I’ve always felt inspired by Lincoln’s Gettysburg Address. I used to chalk up my obsession with the small, two hundred fifty plus word speech because of my love of Lincoln and of the beautiful town.
However, I’ve decided to do what I would do with any piece of literature I wanted to study. I started looking at how the words were placed on the page. I looked at the Point of View Lincoln used in the address. I looked at the use of what’s familiar and what’s new in the speech to link the people in the speech.
First, I looked at the point of view. Lincoln used the first person plural in the speech. This was probably the most effective way to get the audience to feel a part of the speech and a part of the actions which predated the speech. Lincoln put the bystanders in the speech because they were part of the speech. The Civil War was their war; those lost soldiers were their lost brothers, husbands, friends, and sons. The dedication was not about Lincoln, but about the collective we and what was lost and gained on that land.
Secondly, I looked at the words on the page. For the most part, Lincoln has long complex sentences. However, when Lincoln begins talking about the “we” the sentence is split with a comma between each phrase as in this sentence, “But in a larger sense, we cannot dedicate, we cannot consecrate, we cannot hallow this ground”. In addition to the commas, Lincoln used six syllables in the first, “we cannot” and seven in the last. Its effect was three quick claps and three bass drum claps at the end.
Lincoln used words which mirrored the war itself. For instance, Lincoln used words like, “struggle” and “devotion” which reflect what the people have been feeling about the war which was supposed to end quickly but three years later still raged on. Lincoln used the word, “dedicate” and “consecrate” at least twice. In a speech so small, it made the listener really understand the purpose of the dedication of the land.

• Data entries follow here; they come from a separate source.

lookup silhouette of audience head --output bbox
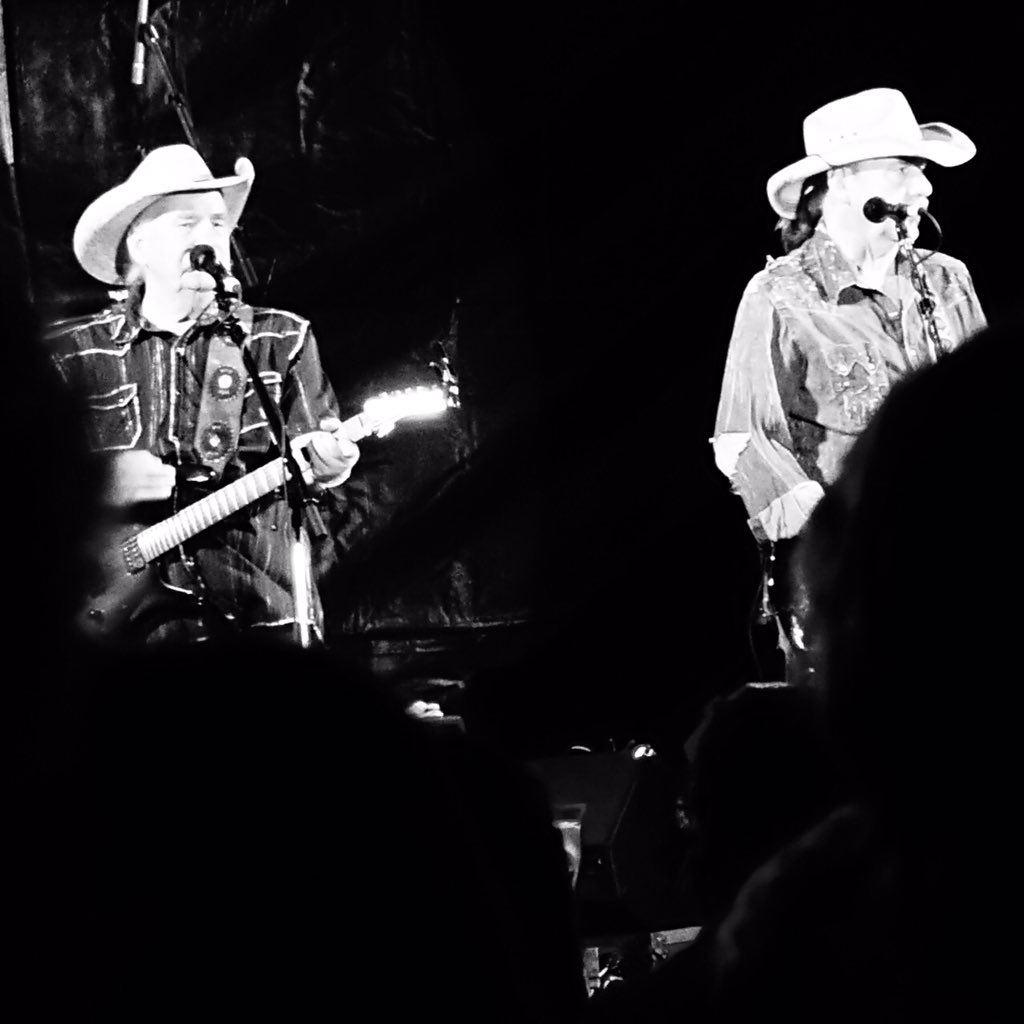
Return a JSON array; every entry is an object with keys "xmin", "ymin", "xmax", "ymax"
[
  {"xmin": 12, "ymin": 638, "xmax": 586, "ymax": 1021},
  {"xmin": 704, "ymin": 323, "xmax": 1022, "ymax": 1024},
  {"xmin": 798, "ymin": 320, "xmax": 1017, "ymax": 825},
  {"xmin": 682, "ymin": 681, "xmax": 844, "ymax": 921}
]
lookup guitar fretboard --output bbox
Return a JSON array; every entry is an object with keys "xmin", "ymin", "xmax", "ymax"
[
  {"xmin": 135, "ymin": 458, "xmax": 288, "ymax": 564},
  {"xmin": 116, "ymin": 380, "xmax": 451, "ymax": 574}
]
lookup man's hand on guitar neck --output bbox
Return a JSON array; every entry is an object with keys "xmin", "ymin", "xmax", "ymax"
[
  {"xmin": 102, "ymin": 450, "xmax": 176, "ymax": 507},
  {"xmin": 290, "ymin": 416, "xmax": 360, "ymax": 489}
]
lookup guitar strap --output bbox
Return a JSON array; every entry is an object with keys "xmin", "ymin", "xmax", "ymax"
[{"xmin": 193, "ymin": 306, "xmax": 254, "ymax": 478}]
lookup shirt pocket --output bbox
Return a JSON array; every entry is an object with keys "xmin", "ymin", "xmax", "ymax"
[
  {"xmin": 84, "ymin": 383, "xmax": 142, "ymax": 451},
  {"xmin": 821, "ymin": 342, "xmax": 886, "ymax": 429},
  {"xmin": 239, "ymin": 371, "xmax": 284, "ymax": 449}
]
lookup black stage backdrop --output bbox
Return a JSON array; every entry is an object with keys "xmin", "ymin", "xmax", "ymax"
[{"xmin": 3, "ymin": 1, "xmax": 1019, "ymax": 753}]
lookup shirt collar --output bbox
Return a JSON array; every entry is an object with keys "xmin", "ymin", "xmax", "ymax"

Lastly, I looked at the things which bridged the things the audience was familiar with to the new insight. Lincoln started the speech using words from the Declaration of Independence and ended the speech with more words taken from the Declaration of Independence. It made sense Lincoln would take a document, a contract really, the forefathers made with the people of the time because Lincoln was also making a contract with his congregation. Lincoln was reminding the people what this country stood for and although this was a war and they were standing on the ground where months before many, many men lost their lives, there was hope these men didn’t die for a lost cause. These men were fighting for freedom just like the men in the American Revolution.
The speech was a small punch in the gut, reminding all who read and reads it, things may be horrific, but there is something larger we are fighting for.